Nella scuola si aggirava una presenza malvagia.
Le ombre nella stanza si fecero più cupe, i rintocchi dell’orologio più forti, e sembravano volerla intimidire, impedirle di ragionare.
La signorina Piprelly pensò di chiamare subito la centrale di polizia. Si alzò della sedia: dovette sforzarsi perché le ombre e il frastuono dell’orologio la sconvolgevano. Si avviò barcollando verso il telefono, ma non alzò il ricevitore, la mano sospesa a mezz’aria.
Cosa poteva dirgli, “per favore venite, sono sola e spaventata, c’è qualcuno nella scuola, qualcuno che vuole farci del male, le ragazze stanno dormendo e io ho visto la morte sui loro volti e sono così giovani, così innocenti, non hanno ancora vissuto, e non sanno di essere in pericolo…”: poteva dire così alla polizia?
Le avrebbero subito chiesto se aveva visto qualcuno. Il loro uomo non aveva comunicato niente di anormale, l’avrebbero chiamato via radio, ordinandogli di controllare di nuovo, e di fare rapporto. “Nessun problema signorina,” avrebbero detto — una vecchia zitella che aveva paura delle ombre —, “tutto a posto, il loro uomo era di guardia, poteva richiamare quando voleva!”.
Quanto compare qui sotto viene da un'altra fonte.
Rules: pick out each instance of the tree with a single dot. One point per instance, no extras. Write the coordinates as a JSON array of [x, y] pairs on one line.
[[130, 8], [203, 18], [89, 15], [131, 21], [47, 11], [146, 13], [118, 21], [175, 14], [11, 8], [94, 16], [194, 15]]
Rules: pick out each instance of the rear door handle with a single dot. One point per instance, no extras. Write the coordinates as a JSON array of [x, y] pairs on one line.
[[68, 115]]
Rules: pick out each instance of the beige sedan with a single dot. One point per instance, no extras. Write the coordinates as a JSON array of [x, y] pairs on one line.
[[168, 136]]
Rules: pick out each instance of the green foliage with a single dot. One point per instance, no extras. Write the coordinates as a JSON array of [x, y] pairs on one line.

Poteva mentire forse, dire che aveva sentito dei rumori. E se poi arrivavano in forze e non c’era segno di intrusi, allora cosa sarebbe successo? Sorrisetti ironici, sguardi di commiserazione? Risate divertite sulla via del ritorno?
Quest’ultimo pensiero la fece rinsavire. Drizzò la schiena e atteggiò il viso a maggiore durezza. Non poteva cedere così alla preoccupazione. La signorina Piprelly si diresse verso la porta. Avrebbe guardato in giro lei prima; poi, se trovava qualche traccia avrebbe chiamato la polizia. La minima traccia…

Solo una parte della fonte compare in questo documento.